The window to be covered was about 4 to 5 feet above ground level. The victim and his coworkers decided to use the loader bucket (which measured approximately 7 feet wide by 4 feet high by 3 feet deep) of the backhoe/loader to reach the window. Generally, either a ladder or a boom-supported aerial platform (Photo 4) would have been used. According to the workers involved in the incident, a ladder was not used that day because the wet plywood sheets were too heavy to be lifted manually. A boom-supported aerial platform was on site, but it was not used because the equipment would have blocked a traffic lane. According to the statements of the two coworkers during the OSHA interview, the crew was unaware that traffic had been diverted so that equipment could be parked in the traffic lane.
Around 9:30 a.m. after the morning break, the victim and a coworker climbed into the loader bucket of the backhoe/loader with the cut-to-size plywood. The bucket was elevated to approximately 3 feet above ground level, and then the loader bucket controls were placed in a neutral position. The victim and one coworker were standing in the bucket holding the plywood. When the backhoe operator saw one of his coworkers (not the victim) struggling to maintain a grip on the plywood, the operator attempted to get out of the backhoe/loader to help. As he exited the backhoe/loader cab to the right, the strap of his body harness, which was mandated by the company’s safety policy to be worn at all times for fall protection, was caught on the loader bucket control lever (Photo 5), located to the right of the driver’s seat, pulling it to the right. This caused the bucket to tilt forward into a dumping position. The victim’s coworker jumped out the bucket uninjured. The victim, who held onto the plywood, was pinned and crushed between the loader bucket and the concrete building. The coworker, who had jumped clear, ran to the office for help. After the backhoe operator took off his body harness to free himself, he reentered the backhoe/loader cab and backed up approximately 2 to 3 feet to free the victim. The victim dropped to the ground. The operator then exited the cab to the left and ran to assist the victim. By the time EMS and police personnel responded, approximately within 5 minutes, the victim had lost consciousness. EMS immediately transported the victim to a local hospital emergency room where he was pronounced dead.

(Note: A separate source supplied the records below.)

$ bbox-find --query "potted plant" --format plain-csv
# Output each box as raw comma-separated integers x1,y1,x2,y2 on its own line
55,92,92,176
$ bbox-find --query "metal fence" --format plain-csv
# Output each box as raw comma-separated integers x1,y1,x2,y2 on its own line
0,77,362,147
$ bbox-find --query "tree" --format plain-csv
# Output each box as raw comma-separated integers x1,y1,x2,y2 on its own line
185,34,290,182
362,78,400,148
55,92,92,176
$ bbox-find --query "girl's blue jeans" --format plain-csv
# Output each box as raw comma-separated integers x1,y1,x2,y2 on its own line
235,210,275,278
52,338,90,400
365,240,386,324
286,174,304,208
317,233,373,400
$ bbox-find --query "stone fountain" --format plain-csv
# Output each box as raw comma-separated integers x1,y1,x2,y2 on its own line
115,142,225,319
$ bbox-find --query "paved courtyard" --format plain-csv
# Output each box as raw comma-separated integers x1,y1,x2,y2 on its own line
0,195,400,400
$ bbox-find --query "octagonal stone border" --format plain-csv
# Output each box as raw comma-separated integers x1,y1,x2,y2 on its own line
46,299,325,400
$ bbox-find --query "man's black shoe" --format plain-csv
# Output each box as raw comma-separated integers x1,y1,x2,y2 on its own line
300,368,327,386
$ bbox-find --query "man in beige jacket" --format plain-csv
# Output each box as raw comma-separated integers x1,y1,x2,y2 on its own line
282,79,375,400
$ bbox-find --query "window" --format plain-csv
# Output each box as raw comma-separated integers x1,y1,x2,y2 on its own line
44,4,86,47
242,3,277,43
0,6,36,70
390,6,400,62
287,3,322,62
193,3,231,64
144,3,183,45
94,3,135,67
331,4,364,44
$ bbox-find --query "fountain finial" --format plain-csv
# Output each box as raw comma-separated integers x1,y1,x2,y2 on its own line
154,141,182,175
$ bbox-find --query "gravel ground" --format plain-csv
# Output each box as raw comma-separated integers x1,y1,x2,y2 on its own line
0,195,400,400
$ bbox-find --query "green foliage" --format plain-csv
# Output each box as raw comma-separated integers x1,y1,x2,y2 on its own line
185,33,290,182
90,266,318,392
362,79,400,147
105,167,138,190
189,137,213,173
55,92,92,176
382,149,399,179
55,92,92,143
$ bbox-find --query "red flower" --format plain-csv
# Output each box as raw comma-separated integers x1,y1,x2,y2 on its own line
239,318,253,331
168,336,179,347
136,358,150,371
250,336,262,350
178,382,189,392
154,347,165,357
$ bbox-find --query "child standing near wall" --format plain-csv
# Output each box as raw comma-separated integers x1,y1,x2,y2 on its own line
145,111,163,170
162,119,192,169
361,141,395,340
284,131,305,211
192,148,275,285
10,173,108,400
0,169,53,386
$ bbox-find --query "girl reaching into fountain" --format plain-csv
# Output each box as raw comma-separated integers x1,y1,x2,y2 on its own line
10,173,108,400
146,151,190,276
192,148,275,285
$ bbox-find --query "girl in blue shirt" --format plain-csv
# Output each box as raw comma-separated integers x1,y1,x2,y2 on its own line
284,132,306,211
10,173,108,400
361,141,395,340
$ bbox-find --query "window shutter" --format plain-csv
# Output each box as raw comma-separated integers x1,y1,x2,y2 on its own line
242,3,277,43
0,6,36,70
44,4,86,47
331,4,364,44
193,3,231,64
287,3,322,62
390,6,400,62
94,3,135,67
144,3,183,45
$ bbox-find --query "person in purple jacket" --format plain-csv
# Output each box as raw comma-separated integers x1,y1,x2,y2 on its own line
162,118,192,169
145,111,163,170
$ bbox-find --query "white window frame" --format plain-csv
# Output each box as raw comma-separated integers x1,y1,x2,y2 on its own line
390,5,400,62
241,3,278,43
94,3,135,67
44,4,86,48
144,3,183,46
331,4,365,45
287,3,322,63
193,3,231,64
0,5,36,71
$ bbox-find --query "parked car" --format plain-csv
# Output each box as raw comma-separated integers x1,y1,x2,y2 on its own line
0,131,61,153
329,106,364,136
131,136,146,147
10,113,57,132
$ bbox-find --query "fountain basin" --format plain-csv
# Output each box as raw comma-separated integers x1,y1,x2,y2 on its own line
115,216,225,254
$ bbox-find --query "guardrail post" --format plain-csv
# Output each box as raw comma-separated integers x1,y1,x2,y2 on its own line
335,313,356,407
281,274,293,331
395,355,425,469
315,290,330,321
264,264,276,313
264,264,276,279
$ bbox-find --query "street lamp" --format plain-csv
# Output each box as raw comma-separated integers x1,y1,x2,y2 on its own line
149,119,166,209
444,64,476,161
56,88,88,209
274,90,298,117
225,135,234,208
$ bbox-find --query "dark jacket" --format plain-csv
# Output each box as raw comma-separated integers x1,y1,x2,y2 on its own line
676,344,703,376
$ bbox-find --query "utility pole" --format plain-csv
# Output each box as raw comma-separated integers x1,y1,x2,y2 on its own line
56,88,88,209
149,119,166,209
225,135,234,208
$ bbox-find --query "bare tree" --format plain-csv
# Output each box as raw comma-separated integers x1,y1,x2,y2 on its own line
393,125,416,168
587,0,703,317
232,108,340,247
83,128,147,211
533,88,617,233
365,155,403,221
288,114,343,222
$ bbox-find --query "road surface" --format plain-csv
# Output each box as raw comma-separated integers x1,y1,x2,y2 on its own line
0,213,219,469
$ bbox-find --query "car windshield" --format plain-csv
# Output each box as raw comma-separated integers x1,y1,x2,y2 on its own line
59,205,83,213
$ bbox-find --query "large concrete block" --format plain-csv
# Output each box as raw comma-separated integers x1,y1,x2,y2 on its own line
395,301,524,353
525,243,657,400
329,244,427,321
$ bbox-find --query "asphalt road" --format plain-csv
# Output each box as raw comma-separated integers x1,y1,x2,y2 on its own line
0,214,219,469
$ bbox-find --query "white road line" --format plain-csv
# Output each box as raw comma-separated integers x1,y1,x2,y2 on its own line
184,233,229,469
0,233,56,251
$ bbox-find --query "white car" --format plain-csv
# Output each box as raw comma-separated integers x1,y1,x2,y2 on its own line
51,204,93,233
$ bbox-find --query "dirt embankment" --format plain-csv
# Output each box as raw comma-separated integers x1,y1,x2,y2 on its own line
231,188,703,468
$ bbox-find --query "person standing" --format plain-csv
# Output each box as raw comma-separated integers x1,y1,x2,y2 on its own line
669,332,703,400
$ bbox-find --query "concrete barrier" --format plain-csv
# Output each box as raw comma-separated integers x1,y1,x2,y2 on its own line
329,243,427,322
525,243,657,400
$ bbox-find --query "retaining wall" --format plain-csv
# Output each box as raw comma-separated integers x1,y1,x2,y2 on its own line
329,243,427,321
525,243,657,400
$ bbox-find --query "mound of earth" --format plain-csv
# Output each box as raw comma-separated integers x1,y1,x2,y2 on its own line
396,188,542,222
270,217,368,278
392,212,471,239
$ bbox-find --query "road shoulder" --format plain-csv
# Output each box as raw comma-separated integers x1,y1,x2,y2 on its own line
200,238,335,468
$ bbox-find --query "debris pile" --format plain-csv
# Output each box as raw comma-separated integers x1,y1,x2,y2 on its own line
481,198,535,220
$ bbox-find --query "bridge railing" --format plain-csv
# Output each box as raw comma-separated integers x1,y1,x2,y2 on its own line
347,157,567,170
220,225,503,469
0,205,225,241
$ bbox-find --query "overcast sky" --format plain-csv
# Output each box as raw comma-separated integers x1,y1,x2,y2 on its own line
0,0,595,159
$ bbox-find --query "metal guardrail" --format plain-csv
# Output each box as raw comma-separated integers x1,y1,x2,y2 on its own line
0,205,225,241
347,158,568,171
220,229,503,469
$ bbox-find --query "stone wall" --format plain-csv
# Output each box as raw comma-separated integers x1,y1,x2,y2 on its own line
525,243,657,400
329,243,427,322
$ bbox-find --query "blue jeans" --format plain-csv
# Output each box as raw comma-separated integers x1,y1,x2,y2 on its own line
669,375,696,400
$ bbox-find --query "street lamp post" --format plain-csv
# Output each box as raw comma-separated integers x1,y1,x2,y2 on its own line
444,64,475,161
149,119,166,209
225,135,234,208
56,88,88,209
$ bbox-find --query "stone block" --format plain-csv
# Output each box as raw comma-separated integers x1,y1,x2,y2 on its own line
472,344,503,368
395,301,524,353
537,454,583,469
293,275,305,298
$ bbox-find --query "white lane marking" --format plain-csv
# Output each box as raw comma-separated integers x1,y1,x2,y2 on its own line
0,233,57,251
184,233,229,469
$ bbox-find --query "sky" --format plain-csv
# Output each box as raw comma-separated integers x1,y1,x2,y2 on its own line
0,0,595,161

At the time of the incident the site superintendent was working inside the building and did not witness the incident.
The backhoe/loader used in the incident (Photo 3) was owned by the company. The site superintendent indicated that he had no knowledge that the loader bucket of the backhoe/loader had ever been used to lift or transport people prior to the incident.
When the equipment inspectors from the company and the manufacturer examined the backhoe/loader involved in the incident, they did not find any evidence of malfunction. According to the NCOSHA report, an EMI (Equipment Manufacturers Institute) booklet, written in English and used for training, was found in the backhoe/loader, but the operator’s manual from the manufacturer was not.
Cause of Death
The medical examiner’s report indicated that the death resulted from blunt force injuries of the chest, abdomen and pelvis.
Recommendation #1: Employers should develop, implement and enforce a written policy which requires the use of specified types of working platforms for elevated tasks.
Discussion: Elevated work tasks have been associated with many occupational hazards including risk from falls.1 To help reduce this risk, equipment specifically designed for working at heights should always be used for elevated tasks. Having an enforced written policy to require the use of specified types of working platforms for elevated tasks could help eliminate or reduce risks from falls and other hazards.